River Runs Red was followed by the more emotional Ugly album in 1995. It was produced by Steve Thompson, who would become a Grammy winner in later years. The album peaked at No. 153 on the Billboard 200, the band's first appearance on a Billboard chart. "Lost At 22" and "Let's Pretend" were both released as singles, but did not chart. Following the release of Ugly, Life of Agony began touring alongside Anthrax and Deftones before embarking on an US arena tour with Ozzy Osbourne and Korn.

Drummer Abruscato left Life of Agony after the accompanying tour. His successor was ex-Pro-Pain and ex-Crumbsuckers drummer Dan Richardson.

===Soul Searching Sun, Caputo's departure, and breakup (1997–2002)===
Life of Agony released their third album Soul Searching Sun in September 1997. It marked a slight change of style for the band. The album charted at No. 157 on the Billboard 200, slightly lower than the band's previous effort; however, the lead single "Weeds" peaked at No. 27 on the Billboard Mainstream Rock chart, and lingered on the chart for over 3 months. The second single, "Tangerine", would peak at No. 37 on the same chart.
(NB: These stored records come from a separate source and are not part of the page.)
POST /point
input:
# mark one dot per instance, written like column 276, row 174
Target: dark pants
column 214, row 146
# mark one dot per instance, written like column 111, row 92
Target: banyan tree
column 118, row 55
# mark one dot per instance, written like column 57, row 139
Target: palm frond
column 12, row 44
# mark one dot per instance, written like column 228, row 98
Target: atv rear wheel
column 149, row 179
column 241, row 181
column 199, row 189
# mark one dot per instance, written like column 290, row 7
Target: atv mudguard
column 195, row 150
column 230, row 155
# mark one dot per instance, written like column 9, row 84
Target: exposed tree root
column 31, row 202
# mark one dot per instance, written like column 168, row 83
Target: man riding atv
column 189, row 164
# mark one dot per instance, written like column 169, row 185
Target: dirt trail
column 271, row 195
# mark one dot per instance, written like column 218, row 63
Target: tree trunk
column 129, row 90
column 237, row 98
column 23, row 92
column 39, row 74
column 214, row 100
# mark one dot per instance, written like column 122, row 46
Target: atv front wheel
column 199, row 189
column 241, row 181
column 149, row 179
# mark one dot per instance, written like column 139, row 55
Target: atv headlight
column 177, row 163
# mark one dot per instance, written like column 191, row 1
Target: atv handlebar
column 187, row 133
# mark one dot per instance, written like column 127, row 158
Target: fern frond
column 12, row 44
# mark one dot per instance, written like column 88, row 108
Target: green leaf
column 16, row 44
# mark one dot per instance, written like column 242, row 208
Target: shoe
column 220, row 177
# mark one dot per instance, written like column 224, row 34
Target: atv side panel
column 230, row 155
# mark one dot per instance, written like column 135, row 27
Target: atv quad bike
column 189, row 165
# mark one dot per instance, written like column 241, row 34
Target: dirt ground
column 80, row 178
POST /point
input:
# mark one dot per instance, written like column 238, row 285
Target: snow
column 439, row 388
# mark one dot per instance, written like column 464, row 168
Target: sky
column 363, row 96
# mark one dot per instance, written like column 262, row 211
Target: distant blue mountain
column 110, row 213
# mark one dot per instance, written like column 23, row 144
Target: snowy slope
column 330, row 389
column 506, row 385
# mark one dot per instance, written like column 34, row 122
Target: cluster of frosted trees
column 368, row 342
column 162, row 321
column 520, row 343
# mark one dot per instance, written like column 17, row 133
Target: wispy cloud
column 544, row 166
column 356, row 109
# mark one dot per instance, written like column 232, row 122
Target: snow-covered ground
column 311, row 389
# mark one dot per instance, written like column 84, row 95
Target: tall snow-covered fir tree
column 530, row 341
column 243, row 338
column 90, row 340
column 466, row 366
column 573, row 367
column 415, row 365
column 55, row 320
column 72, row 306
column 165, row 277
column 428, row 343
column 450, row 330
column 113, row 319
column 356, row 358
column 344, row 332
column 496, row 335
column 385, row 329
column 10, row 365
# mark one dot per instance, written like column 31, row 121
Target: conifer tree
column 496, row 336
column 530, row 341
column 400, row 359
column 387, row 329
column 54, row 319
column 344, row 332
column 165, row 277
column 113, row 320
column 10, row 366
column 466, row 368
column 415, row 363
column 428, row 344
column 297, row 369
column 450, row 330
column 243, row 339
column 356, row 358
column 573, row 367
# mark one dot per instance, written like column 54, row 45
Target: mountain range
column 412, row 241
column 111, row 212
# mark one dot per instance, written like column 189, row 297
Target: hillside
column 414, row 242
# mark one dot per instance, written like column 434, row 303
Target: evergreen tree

Despite the growing success of "Weeds" and the band's mainstream attention, Caputo departed the band shortly after the release of Soul Searching Sun in September 1997. Caputo was struggling with internalised gender dysphoria and was becoming disillusioned with the masculine image of herself she was faking at the time. "What good is my success if I can't even enjoy my fucking soul and my body?' I wanted to come out then, but failed miserably and didn't have the courage or the knowhow. I didn't know what to do." Caputo decided to distance herself from the band completely; "It took me to quit the band because I wasn't being true to myself. I had to get away from my band, the label, everyone I worked with." At the time, the band did not understand Caputo's reasons for wanting to quit the band, with Alan Robert saying, "She just [told the band] she was in too much pain to continue."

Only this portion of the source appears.